EU report exposes widening gender gaps in agriculture income and CAP support
A new European Commission analysis reveals persistent gender imbalances in EU farming, with women managing smaller farms, earning less, and receiving a smaller share of CAP funding, prompting calls for targeted reforms and support measures.
A European Commission analysis released alongside the United Nations’ International Year of the Woman Farmer has cast fresh light on persistent gender imbalances in European agriculture and widening income disparities between farms run by men and those managed by women. According to the report by the European Commission, women remain underrepresented in farm leadership and continue to receive a disproportionately small share of agricultural support under the Common Agricultural Policy (CAP).
The brief underscores that the EU farming sector is "characterised by gender imbalance", with women managing roughly a third of holdings overall but with sharp variation between member states. The commission notes that the proportion of farms run by women ranged from single figures in some countries to over 40% in others, and that more than two thirds of female-managed farms are concentrated in Romania, Poland and Italy.
Demographic patterns compound the imbalance.
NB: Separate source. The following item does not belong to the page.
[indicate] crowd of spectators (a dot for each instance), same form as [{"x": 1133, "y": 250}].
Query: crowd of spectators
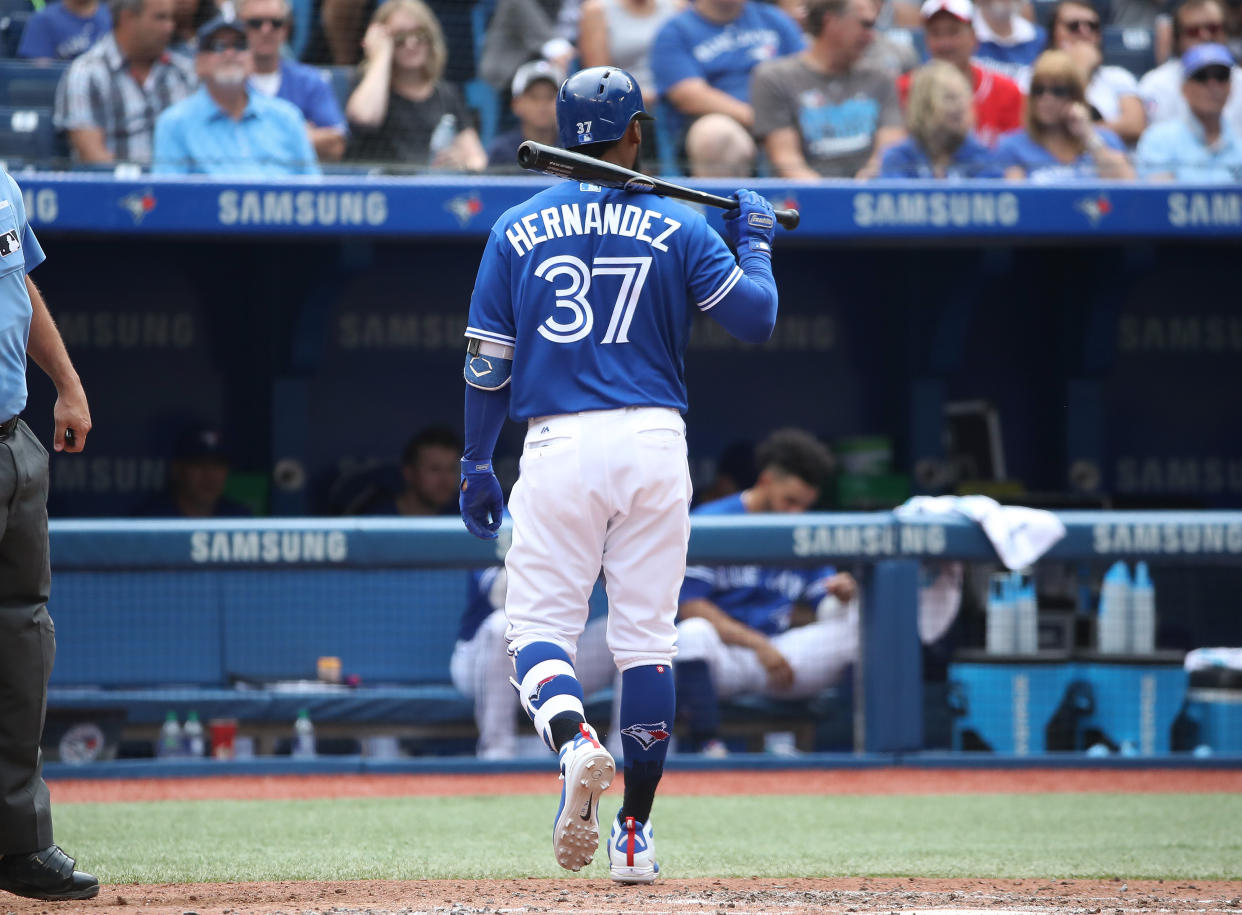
[{"x": 804, "y": 90}]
Female managers tend to be older than their male counterparts and are less likely to be young entrants, although the share of women among new entrants is higher than in the overall farming population in most member states. The report also finds that women generally have lower formal agricultural education and are substantially less likely to take part in vocational training than men. Across the EU, women more often operate smaller holdings, both physically and economically.
Economic outcomes mirror these structural differences. Average farm income per worker on holdings managed by women was substantially lower than on those run by men; the commission reports an average of €18,700 in 2023 for female-managed farms, a gap of 42% compared with male-managed farms. The brief warns that the income shortfall widened in 2023 after years of gradual narrowing. Women also tend to rely less on credit to finance assets than men, limiting opportunities for investment and expansion.
Disparities in CAP distribution are pronounced. Using data from the Database on interventions and beneficiaries and the Annual Performance Report, the commission found that while women account for roughly 31% of CAP beneficiaries, they receive only about 15% of CAP payments; men constitute about 63% of beneficiaries but receive roughly 69% of the funding. The report attributes much of this gap to the link between payments and farm size, given that women more often operate smaller farms and consequently receive lower average aid.
Some member states have moved to narrow the imbalance by offering targeted top-ups and higher rates of support to female farmers, particularly younger women, under CAP measures. According to the commission, Spain and Ireland have implemented specific incentives aimed at increasing women’s access to income support and capital investment schemes. At the EU level, the commission has launched a Women in Farming Platform intended to bolster women’s participation in agriculture and align policy with broader gender-equality commitments.
The analysis places the sector’s gendered gaps in the wider context of persistent pay and pension differentials across the EU. Government figures show that women in the labour market continue to earn significantly less per hour than men, a gap that has changed little in recent years, and the European Parliament has urged an action plan to eradicate pay and pension gaps. The commission concludes that addressing structural barriers, land access, finance, training and decision-making power, is essential if the EU is to achieve a fairer and more resilient agricultural sector: "If we want a truly fair, competitive and future-proof agricultural sector in the EU, addressing these structural imbalances is absolutely essential."